The Conference, co-hosted by Senegal and United Arab Emirates, takes place on 2 to 4 December 2026 in UAE. Ambassador Jadoon called for the upcoming conference to prioritize advancing practical transboundary cooperation, including through reinforcing legal frameworks and promoting conflict prevention and peaceful dispute resolution, emphasizing that it should also elevate the voices of those countries that depend on shared water resources for their sustainable development and survival.
“Above all,” he said, “the conference offers a crucial opportunity for all delegations to reaffirm their commitment to fundamental principles of international water law—specifically, the equitable and reasonable utilization of shared water resources, the obligation to prevent significant harm to other riparian states, and the duty to cooperate.”
Accordingly, Ambassador Jadoon welcomed the inclusion of Transboundary Water Cooperation as one of the themes for the interactive dialogues.

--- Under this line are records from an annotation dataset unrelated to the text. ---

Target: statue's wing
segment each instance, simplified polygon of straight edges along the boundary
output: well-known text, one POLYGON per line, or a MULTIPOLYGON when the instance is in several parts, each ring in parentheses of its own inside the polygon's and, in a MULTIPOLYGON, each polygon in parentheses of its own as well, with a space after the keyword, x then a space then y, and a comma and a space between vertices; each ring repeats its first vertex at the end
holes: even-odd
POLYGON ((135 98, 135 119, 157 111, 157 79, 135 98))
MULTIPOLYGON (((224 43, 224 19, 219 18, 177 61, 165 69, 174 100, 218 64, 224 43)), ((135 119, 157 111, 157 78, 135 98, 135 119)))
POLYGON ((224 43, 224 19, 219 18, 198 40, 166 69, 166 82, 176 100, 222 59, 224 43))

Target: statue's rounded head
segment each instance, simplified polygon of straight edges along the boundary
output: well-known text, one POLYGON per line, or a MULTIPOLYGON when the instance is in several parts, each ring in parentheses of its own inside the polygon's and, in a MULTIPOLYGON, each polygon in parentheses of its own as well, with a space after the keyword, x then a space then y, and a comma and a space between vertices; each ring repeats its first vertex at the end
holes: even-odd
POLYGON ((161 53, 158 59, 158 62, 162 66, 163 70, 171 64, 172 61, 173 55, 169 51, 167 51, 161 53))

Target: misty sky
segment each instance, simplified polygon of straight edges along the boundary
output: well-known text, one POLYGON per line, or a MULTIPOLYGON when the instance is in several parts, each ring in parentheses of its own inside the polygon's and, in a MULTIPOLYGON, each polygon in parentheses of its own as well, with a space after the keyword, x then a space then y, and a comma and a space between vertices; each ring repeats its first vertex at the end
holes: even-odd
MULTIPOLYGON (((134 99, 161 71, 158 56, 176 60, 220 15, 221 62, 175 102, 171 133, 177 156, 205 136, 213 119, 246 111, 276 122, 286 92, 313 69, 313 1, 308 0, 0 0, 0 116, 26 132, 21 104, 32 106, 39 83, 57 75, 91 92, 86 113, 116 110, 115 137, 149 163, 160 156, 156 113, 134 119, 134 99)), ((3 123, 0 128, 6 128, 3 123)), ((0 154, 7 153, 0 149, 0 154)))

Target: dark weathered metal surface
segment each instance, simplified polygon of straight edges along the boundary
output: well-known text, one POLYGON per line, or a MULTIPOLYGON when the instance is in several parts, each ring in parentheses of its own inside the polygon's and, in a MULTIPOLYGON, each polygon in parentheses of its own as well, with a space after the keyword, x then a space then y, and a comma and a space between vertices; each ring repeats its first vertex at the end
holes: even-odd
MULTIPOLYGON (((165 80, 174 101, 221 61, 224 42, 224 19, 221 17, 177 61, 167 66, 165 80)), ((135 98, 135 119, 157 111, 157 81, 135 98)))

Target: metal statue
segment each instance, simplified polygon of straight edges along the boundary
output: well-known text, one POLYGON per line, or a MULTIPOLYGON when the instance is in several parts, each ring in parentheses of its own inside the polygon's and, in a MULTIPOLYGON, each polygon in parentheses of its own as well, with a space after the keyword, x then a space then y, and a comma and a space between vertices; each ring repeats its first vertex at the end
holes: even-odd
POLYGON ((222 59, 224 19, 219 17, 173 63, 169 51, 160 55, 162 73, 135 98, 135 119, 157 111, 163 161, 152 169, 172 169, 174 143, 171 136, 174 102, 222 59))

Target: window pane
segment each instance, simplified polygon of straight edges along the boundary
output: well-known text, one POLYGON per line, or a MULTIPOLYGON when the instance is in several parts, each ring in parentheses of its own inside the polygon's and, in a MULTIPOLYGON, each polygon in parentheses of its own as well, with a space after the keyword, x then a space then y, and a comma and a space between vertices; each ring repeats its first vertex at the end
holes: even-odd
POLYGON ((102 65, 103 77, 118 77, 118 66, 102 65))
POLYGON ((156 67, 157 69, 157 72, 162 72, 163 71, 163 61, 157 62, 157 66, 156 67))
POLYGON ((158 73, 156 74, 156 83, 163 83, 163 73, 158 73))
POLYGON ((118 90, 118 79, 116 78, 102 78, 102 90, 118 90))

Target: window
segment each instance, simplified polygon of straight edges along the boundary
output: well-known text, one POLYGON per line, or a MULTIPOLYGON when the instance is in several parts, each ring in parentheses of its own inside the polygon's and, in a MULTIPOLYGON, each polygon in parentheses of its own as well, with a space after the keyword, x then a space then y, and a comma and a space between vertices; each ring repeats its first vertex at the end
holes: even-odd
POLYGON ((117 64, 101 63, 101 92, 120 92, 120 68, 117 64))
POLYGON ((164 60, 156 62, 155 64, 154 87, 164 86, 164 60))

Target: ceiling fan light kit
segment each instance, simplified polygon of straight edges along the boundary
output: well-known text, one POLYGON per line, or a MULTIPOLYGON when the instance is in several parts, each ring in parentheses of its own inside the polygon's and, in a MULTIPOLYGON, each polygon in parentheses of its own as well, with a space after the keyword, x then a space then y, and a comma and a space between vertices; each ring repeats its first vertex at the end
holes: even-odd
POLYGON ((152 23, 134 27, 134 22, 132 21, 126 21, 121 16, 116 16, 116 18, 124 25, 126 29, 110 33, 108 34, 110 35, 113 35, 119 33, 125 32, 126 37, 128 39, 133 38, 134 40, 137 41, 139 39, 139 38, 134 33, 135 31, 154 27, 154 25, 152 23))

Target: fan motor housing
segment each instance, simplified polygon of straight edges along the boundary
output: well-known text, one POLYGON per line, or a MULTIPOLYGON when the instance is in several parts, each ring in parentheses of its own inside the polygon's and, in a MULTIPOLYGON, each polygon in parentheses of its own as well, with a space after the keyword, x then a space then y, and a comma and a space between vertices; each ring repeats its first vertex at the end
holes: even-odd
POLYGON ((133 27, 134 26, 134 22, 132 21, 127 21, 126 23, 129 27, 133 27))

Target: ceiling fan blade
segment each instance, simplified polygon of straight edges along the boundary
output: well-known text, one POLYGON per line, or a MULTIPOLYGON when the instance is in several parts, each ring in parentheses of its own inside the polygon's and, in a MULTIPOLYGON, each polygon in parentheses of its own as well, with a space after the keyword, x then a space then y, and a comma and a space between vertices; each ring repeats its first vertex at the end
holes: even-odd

Pakistan, he said, stands ready to contribute constructively to discussions under this theme by sharing insights from its decades-long treaty based water-sharing arrangement.
But the Pakistani envoy’s well-reasoned remarks drew a response from India’s UN Ambassador Parvathaneni Harish who called them “baseless and unacceptable”, and “another deliberate attempt to politicize this important conference,” leading to a verbal duel.
He talked about fundamental changes in the circumstances since India concluded this water treaty that required a reassessment of the obligations under the treaty, including technological advancements, demographic changes, climate change, the need for clean energy drive and the threat of persistent cross border terrorism.
“Cross Border terrorism from this country interferes with our ability to utilize the water as per the provisions of the treaty; we must reject attempts to exploit UN platforms to spread falsehood, and reiterate that SDG 6 must not be used as a pretext for misinformation or politicization,” the Indian Ambassador added.
A Pakistani delegate immediately challenged the Indian statement, calling it a case of “guilty conscience.” “Regrettably, this country has chosen to use today’s meeting to peddle its false narrative and we categorically reject their accusations and unsubstantiated claims,” said Mohammad Faheem, a third secretary at the Pakistan Mission to the UN.
Exercising his right of reply, he said, “It is in fact this country that is using its state sponsored proxies to foment terrorism in Pakistan, besides decade-long state terrorism in illegally occupied Jammu & Kashmir and its blatant violation of UN Security Council resolutions on Jammu & Kashmir.”
Faheem said the the Indian statement about the Indus Waters Treaty was nothing but obfuscation of facts and deliberate misinterpretation of the treaty, aimed at futilely justifying its illegal and unilateral decision to hold the treaty in abeyance. “Their claims about honoring treaty obligations in good faith cannot be measured by its rhetoric but only by its actions,” the Pakistani delegate said.